She stiffened, hearing a scratching sound at the door. Fearing the worst, her mind made no connection until she heard a sharp bark, and Kalus said. 'It's the wolf.'

As she forced open the door against the onslaught of snow-laced wind, she slid down, shivering in the cold and wet. Akar slipped past her. When at last she recovered herself and rose and closed the door, she leaned back against it to face him, her emotions strained to the limit.

When she saw what he carried she knelt down and embraced him and wept. Though weak and injured himself, his mobility hampered still further by the snow, somehow he had done it. A large rabbit lay on the floor beside him.

'How did you do it?' she stammered. 'When we needed it most.' Again she buried her face against him, in her exhaustion unable to stop crying.

'Because he has the heart of a champion,' said Kalus, himself both moved and ashamed. The help unlooked-for had arrived, and they would live a little longer.

The next day Kalus felt a little better. The small portion of meat he had been able to push past his swollen throat had calmed his delirium, and seemed to help his body generate a little warmth of its own. But he was still very sick, and any attempt to get up and move about was met with failure and a stern rebuke from the girl. She didn't realize, and possibly shouldn't have, that to Kalus being helpless was the equivalent of being dead. This attempt at the least physical exertion, walking, was his way of rejecting fear and trying, impossible as the task seemed, to turn away from the inner darkness that told him his life was over.

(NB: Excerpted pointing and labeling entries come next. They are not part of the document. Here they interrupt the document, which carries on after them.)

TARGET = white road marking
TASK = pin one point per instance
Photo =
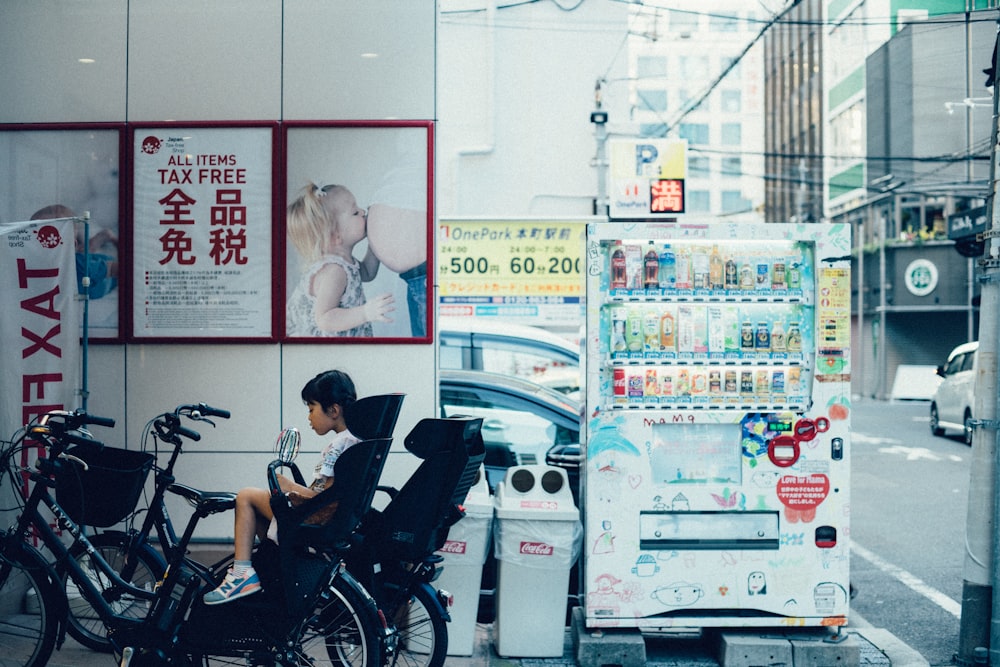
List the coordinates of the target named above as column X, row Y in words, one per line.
column 862, row 439
column 911, row 453
column 909, row 580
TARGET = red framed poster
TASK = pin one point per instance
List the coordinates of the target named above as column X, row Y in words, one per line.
column 202, row 232
column 52, row 171
column 358, row 229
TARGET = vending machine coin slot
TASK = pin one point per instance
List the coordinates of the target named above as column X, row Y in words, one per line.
column 659, row 530
column 826, row 537
column 837, row 449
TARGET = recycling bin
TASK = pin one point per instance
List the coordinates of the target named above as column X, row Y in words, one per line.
column 464, row 553
column 536, row 537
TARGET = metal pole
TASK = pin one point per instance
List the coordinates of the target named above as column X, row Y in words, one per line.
column 883, row 362
column 859, row 356
column 85, row 296
column 980, row 612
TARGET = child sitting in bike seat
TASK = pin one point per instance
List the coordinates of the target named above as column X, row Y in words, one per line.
column 326, row 396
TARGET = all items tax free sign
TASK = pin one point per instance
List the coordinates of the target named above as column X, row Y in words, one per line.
column 202, row 232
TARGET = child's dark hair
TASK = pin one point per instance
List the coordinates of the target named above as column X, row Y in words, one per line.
column 330, row 387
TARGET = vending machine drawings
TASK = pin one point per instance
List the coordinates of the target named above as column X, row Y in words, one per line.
column 718, row 402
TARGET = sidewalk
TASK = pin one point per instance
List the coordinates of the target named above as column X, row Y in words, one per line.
column 877, row 648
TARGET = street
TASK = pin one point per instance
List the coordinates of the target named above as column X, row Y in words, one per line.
column 908, row 515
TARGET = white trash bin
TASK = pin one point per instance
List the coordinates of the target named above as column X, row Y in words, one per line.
column 537, row 536
column 464, row 554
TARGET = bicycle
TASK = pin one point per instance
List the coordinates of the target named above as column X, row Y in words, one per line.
column 318, row 616
column 394, row 551
column 130, row 552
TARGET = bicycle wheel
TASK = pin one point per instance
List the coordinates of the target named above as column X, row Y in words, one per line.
column 27, row 631
column 347, row 627
column 85, row 625
column 421, row 632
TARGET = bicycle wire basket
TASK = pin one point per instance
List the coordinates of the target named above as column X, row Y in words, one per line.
column 107, row 489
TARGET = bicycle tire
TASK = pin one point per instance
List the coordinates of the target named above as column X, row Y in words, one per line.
column 421, row 631
column 344, row 631
column 85, row 625
column 27, row 627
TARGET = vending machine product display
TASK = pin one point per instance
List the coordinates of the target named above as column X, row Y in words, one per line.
column 718, row 401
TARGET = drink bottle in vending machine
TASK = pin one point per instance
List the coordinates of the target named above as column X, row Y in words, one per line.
column 717, row 474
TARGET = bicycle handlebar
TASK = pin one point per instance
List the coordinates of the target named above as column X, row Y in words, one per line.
column 168, row 425
column 71, row 420
column 200, row 411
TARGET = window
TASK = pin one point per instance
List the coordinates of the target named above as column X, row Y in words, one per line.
column 653, row 129
column 652, row 100
column 697, row 201
column 733, row 202
column 693, row 67
column 731, row 134
column 681, row 21
column 699, row 167
column 732, row 101
column 722, row 23
column 695, row 133
column 650, row 67
column 732, row 166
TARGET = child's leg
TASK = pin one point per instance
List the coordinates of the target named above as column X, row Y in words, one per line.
column 253, row 513
column 253, row 510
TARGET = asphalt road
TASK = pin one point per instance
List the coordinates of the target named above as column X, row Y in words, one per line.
column 909, row 500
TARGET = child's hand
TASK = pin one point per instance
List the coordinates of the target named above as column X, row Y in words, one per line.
column 378, row 308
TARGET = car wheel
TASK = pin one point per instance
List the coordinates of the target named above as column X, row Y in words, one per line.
column 935, row 421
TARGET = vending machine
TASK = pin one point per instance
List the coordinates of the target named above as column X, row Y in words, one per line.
column 718, row 400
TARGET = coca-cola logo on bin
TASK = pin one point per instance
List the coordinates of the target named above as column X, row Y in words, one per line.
column 536, row 549
column 452, row 547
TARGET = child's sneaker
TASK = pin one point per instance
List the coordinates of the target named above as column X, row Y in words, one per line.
column 233, row 588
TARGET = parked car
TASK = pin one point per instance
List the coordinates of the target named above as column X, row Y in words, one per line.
column 951, row 406
column 510, row 349
column 523, row 423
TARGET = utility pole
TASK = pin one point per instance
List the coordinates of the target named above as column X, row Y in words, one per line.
column 979, row 627
column 599, row 118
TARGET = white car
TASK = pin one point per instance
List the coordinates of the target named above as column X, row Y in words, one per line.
column 510, row 349
column 951, row 406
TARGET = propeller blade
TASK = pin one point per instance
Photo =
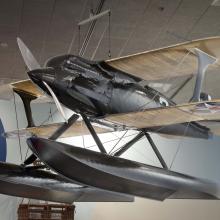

Because Kalus, too, had great heart. No matter how many times he was broken, he had always been able to rally somehow and go on. The problem now was that he had lost sight of that faith and hope, the belief that no matter what happened, he would always find a way to survive, and keep the spirit alive inside him. His confidence in himself, at best of times uncertain because of the severity of the roads which led to manhood, was all but extinguished.

There had been so little margin for error in his life, and worse had come to worst so many times, that he could not help but wonder if he possessed some terrible flaw, some shortcoming which made failure inevitable. But when he looked at this more closely, he knew in his heart that he had always done his best: that he had taken the only paths open to him, that he had never quit, or expected anything to be easy or free.

What was it then that defeated him? To this he had no answer, only frustrated rage that having no release, turned inward upon itself. The bitter maze of his emotions had joined together into a tightly knotted and irremovable clot, blocking out all light and making life, even the simplest continuance, seem utterly impossible.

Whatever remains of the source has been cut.